Austropaxillus infundibuliformis (formerly Paxillus infundibuliformis) is a species of fungus in the family Serpulaceae. A mycorrhizal species, it grows in the eucalypt forests of southeastern Australia. It is readily recognised by its tawny yellow colour, large size (relative to other Australian mushrooms) and forked decurrent gills.

==Taxonomy==
The species was first described in 1927 by Australian mycologist John Burton Cleland as Paxillus infundibuliformis. The initial specimens were found in Kuitpo Forest, Mount Lofty, Mount Sedgwick, and near Bendigo. Rolf Singer's 1945 Phylloporus infundibuliformis is a synonym. It was given its current name in 1999 when Andreas Bresinsky and colleagues, studying the genus Paxillus, determined that several Southern Hemisphere species were found to be in a lineage that is most closely related to the brown rot genus Serpula.

==Description==
Austropaxillus infundibuliformis is readily identified by its large size (for an Australian mushroom), colour and gills. The cap is convex to flattened and features an inrolled margin when it is young; it grows to diameters of up to 6.5 cm. As it matures, it develops a central depression and becomes funnel shape, and the margin becomes wavy and folded. The cap colour ranges from yellow brown to dark brown, while the surface is dry and felt-like, sometimes developing small cracks in age. The closely spaced, pale cream to pale yellow-brown gills are decurrent and interspersed with lamellulae (short gills). Gills are shallow (up to 4 mm deep), have a smooth edge, and are multiply forked. They can be readily removed from the flesh of the cap. The stipe measures up to 4.7 cm long by 1.7 cm thick. Yellowish with a lighter shading near its base, it bruises dark brown where it has been injured or handled. The flesh has no distinctive odour and a bitter taste. The spore print is brown, while spores are somewhat fuse-shaped, thick-walled, and measure 11–13 by 5–6 μm.
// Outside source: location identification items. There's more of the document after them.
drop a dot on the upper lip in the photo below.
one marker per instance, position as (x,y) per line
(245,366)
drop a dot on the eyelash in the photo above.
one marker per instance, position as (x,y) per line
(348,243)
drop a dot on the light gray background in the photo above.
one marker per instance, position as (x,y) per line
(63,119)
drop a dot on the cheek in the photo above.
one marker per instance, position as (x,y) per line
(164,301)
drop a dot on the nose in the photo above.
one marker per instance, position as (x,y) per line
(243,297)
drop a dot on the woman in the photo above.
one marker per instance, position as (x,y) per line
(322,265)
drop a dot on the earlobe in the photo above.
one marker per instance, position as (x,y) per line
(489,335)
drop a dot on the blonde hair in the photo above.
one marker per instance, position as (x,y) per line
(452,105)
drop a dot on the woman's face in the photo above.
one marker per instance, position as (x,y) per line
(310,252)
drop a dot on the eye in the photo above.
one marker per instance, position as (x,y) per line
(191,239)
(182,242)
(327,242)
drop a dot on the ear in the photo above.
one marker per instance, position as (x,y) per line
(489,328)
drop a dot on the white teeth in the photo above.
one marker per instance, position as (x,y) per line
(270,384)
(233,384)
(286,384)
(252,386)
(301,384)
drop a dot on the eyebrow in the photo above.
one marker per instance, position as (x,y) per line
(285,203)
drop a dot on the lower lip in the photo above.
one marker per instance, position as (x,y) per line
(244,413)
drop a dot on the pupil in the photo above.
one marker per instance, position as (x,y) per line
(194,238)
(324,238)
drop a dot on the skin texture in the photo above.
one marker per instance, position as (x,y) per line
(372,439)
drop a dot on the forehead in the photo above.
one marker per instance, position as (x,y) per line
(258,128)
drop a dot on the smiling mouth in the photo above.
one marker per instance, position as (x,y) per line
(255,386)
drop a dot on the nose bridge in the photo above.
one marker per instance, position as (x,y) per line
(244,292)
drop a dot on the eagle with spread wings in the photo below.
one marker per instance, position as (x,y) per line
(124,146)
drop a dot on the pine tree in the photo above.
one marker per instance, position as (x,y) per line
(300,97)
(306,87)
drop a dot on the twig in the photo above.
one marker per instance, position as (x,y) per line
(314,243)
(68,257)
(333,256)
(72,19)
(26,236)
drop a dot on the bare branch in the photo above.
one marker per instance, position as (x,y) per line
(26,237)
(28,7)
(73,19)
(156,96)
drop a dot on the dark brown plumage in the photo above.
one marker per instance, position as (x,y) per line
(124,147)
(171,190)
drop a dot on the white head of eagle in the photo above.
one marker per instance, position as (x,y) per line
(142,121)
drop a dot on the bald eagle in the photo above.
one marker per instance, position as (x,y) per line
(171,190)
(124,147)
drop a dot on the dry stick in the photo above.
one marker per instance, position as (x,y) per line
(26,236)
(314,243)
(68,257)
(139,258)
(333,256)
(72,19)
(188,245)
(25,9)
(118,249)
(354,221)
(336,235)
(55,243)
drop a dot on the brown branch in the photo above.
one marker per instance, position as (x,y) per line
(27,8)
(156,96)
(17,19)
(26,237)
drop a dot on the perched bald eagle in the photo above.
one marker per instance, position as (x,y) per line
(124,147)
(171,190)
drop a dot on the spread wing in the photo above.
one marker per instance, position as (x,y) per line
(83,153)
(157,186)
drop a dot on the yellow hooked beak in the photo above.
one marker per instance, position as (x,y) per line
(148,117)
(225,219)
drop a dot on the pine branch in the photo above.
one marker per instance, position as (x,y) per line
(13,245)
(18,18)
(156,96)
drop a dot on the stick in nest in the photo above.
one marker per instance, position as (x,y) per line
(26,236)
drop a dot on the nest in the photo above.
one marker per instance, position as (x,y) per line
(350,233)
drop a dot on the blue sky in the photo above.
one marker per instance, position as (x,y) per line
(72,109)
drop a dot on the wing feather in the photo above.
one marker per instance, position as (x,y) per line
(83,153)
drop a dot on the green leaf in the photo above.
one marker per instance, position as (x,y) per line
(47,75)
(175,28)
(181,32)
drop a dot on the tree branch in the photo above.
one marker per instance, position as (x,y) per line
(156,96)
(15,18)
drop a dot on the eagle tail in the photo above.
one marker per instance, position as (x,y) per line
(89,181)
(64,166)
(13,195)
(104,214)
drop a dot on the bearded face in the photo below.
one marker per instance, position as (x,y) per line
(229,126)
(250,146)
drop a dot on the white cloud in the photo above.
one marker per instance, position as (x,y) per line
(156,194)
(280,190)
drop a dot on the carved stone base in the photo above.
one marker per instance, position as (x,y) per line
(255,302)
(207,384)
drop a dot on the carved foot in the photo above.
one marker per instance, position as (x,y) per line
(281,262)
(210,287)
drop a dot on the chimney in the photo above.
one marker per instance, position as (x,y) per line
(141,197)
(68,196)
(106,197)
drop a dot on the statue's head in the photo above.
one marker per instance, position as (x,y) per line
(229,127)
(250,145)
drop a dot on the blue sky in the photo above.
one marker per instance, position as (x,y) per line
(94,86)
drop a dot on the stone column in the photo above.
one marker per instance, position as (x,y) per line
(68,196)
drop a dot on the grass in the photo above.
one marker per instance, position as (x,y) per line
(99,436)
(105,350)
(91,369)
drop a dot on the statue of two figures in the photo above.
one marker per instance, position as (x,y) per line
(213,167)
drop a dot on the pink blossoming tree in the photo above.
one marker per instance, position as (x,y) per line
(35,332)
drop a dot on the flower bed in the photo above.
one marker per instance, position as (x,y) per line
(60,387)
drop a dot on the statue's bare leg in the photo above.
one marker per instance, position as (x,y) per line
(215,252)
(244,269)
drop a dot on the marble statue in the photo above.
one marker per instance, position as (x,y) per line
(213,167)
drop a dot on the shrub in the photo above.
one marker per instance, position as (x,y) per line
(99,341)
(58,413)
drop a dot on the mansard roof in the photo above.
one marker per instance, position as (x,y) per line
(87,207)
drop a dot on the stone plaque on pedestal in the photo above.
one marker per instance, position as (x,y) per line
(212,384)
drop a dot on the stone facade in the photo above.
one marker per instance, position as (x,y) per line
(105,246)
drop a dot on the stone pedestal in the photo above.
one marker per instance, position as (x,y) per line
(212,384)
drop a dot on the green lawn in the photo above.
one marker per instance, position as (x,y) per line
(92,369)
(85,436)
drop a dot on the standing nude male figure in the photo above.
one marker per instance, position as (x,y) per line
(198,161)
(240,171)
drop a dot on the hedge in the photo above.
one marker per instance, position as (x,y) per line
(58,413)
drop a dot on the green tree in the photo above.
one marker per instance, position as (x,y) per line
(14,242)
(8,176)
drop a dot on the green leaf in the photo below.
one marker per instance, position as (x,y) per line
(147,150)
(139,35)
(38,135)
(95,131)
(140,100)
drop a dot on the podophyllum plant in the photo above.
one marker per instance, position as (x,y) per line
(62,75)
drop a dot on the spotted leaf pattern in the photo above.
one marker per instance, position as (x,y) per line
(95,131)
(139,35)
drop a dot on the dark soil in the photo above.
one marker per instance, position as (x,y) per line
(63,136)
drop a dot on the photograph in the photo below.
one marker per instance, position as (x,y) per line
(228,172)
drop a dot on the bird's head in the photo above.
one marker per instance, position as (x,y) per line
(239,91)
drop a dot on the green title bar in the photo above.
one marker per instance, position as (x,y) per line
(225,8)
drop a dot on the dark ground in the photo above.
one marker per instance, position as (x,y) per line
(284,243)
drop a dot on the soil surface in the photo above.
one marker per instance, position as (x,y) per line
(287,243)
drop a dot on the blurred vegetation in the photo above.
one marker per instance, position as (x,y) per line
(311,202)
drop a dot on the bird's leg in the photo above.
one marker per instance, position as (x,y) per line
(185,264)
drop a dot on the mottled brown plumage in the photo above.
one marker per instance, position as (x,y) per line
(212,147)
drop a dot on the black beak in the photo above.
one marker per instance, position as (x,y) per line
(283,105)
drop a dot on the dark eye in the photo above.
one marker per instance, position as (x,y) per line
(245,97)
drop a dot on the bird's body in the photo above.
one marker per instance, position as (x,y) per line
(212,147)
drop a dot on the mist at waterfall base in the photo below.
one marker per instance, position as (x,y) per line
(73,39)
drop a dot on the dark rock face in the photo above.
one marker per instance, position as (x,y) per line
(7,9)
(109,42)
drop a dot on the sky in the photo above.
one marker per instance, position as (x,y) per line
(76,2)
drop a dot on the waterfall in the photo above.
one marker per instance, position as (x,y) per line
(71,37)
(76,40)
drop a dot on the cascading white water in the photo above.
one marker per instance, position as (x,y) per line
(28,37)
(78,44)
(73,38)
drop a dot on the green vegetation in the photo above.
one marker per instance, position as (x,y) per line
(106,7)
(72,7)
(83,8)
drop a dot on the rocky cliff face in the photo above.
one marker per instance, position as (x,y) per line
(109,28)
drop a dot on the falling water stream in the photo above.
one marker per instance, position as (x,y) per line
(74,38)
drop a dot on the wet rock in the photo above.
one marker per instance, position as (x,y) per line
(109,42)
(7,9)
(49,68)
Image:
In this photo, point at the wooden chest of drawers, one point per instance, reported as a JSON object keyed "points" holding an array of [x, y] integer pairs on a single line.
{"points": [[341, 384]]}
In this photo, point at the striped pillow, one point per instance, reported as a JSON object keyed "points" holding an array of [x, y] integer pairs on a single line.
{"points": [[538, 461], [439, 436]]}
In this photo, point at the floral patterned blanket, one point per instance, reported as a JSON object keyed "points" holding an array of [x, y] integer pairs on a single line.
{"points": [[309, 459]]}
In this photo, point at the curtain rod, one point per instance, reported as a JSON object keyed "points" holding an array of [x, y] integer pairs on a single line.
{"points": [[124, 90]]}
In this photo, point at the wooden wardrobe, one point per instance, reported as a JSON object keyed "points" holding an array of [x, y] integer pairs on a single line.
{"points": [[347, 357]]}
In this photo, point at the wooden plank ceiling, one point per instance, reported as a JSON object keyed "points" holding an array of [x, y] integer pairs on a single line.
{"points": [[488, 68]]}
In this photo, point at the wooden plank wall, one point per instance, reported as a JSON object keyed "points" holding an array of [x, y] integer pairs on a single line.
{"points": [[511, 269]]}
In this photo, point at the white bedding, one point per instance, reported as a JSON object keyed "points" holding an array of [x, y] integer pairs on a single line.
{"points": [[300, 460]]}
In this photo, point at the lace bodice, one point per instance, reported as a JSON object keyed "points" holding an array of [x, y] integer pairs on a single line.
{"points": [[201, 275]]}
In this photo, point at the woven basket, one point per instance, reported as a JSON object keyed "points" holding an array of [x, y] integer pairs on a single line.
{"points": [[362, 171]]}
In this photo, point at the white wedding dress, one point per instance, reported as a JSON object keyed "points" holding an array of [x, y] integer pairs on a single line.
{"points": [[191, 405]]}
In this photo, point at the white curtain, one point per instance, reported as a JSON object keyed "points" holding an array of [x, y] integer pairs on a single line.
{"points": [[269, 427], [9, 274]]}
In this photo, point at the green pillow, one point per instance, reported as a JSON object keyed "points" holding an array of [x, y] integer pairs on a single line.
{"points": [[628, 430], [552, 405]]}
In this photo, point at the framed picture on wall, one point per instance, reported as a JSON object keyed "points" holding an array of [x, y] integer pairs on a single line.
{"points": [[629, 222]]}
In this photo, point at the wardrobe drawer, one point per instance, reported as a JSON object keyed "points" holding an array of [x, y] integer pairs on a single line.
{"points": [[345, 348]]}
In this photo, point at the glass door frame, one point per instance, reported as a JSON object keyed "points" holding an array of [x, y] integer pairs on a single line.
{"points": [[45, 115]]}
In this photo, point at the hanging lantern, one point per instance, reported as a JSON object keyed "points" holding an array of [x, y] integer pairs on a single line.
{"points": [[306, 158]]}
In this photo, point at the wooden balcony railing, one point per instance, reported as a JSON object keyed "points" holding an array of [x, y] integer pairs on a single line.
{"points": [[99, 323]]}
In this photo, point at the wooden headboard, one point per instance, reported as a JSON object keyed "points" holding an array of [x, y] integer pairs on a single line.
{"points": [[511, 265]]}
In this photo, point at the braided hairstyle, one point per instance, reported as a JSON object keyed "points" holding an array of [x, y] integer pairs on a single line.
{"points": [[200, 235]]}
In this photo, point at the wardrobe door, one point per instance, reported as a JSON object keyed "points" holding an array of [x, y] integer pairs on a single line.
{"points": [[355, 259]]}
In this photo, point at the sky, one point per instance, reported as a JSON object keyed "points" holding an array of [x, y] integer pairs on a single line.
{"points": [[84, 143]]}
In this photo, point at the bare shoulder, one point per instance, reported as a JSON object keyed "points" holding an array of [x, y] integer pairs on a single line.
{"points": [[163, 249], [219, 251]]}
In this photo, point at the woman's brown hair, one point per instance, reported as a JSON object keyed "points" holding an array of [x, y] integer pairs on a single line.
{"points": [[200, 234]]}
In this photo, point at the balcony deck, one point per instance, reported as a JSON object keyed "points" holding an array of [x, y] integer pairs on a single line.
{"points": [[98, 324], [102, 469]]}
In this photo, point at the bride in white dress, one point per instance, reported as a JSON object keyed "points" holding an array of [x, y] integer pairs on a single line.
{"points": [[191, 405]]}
==Habitat and distribution==
Found across southern Australia with records from Western Australia to Victoria and New South Wales, Austropaxillus infundibuliformis is a mycorrhizal species, and fruits on the ground in eucalypt forests, such as Eucalyptus obliqua.

Watling and colleagues examined a specimen regarded as A. infundibuliformis from Mount Field in Tasmania and found it to have smaller spores and paler gills.